According to researchers, it costs approximately $100 to make sofosbuvir. In the first six months after the drug hit the market, Gilead made nearly $6 billion on sofosbuvir. With margins like those, a drug company might focus on keeping a market to itself, and Gilead seems to be doing just that. Its drug can be sold at exorbitant prices in relatively wealthy countries, while poorer, less attractive markets are open to Indian companies.

Gilead’s announcement primarily distracts from the fact that it is in complete control of the high price it sets.
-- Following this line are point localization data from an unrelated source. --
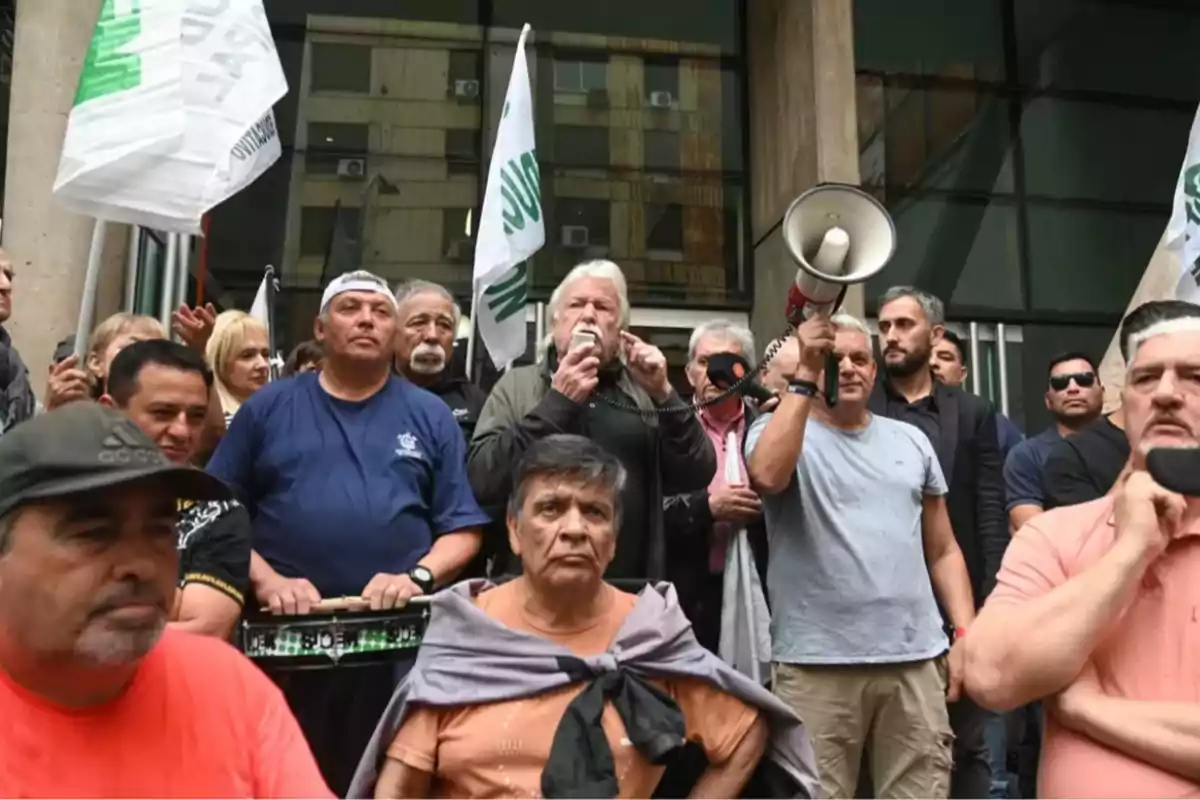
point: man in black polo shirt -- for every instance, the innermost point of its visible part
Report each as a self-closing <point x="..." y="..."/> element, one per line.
<point x="427" y="318"/>
<point x="165" y="389"/>
<point x="1085" y="465"/>
<point x="963" y="431"/>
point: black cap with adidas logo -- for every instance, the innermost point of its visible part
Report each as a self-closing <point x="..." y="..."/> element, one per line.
<point x="85" y="446"/>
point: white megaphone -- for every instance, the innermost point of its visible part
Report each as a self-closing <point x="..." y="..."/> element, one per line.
<point x="838" y="235"/>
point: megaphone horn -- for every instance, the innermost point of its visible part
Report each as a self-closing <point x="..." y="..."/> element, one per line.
<point x="838" y="235"/>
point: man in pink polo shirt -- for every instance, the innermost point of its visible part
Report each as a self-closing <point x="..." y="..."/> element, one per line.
<point x="1096" y="603"/>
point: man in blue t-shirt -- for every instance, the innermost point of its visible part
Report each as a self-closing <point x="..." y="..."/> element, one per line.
<point x="357" y="483"/>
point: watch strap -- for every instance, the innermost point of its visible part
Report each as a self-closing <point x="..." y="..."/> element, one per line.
<point x="803" y="388"/>
<point x="424" y="578"/>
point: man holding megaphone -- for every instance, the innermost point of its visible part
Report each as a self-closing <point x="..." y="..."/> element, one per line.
<point x="856" y="507"/>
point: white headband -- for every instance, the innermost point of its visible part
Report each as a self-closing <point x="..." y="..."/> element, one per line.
<point x="358" y="281"/>
<point x="1179" y="325"/>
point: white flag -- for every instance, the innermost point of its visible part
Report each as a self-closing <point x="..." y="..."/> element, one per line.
<point x="258" y="310"/>
<point x="511" y="227"/>
<point x="173" y="113"/>
<point x="1183" y="229"/>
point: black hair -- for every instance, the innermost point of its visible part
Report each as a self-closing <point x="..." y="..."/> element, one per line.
<point x="305" y="353"/>
<point x="1072" y="355"/>
<point x="571" y="457"/>
<point x="1151" y="313"/>
<point x="957" y="341"/>
<point x="129" y="364"/>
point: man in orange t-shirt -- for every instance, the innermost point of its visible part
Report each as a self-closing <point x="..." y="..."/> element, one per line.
<point x="96" y="698"/>
<point x="1096" y="603"/>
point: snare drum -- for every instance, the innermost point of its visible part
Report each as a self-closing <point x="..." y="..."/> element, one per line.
<point x="324" y="639"/>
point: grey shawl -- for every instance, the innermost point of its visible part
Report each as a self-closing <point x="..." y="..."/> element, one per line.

Rather than lowering the price of sofosbuvir everywhere, this license will allow Gilead to continue making record-breaking profits on a drug that has been priced out of reach of the majority of people who need it.

Patients, meanwhile, are suffering. Even in the United States, private insurers and government programs, unable to pay the high price of treatment, are rationing sofosbuvir. The same is true in the UK, where prohibitively high prices mean that only select patients will get it. In Australia, the Pharmacy Benefits Program, akin to Medicaid, cannot afford to offer the drug to patients. How does Gilead propose to address these gaps?

By unnecessarily pricing its hepatitis C drugs out of reach, Gilead has manufactured a reality where 73 million people living with hepatitis C around the world remain excluded from the license. These people have to pay high prices or go without the drug. We are all for consumers in poor countries gaining quicker access to treatment, but this raises a different question.

Instead of doing the most sensible thing to increase access—significantly lowering its price everywhere, as well as allowing generics to come onto the market—Gilead is placing the responsibility onto Indian producers, who are now expected to provide the drugs at a more reasonable price. But why do we expect this of them, and not also of Gilead?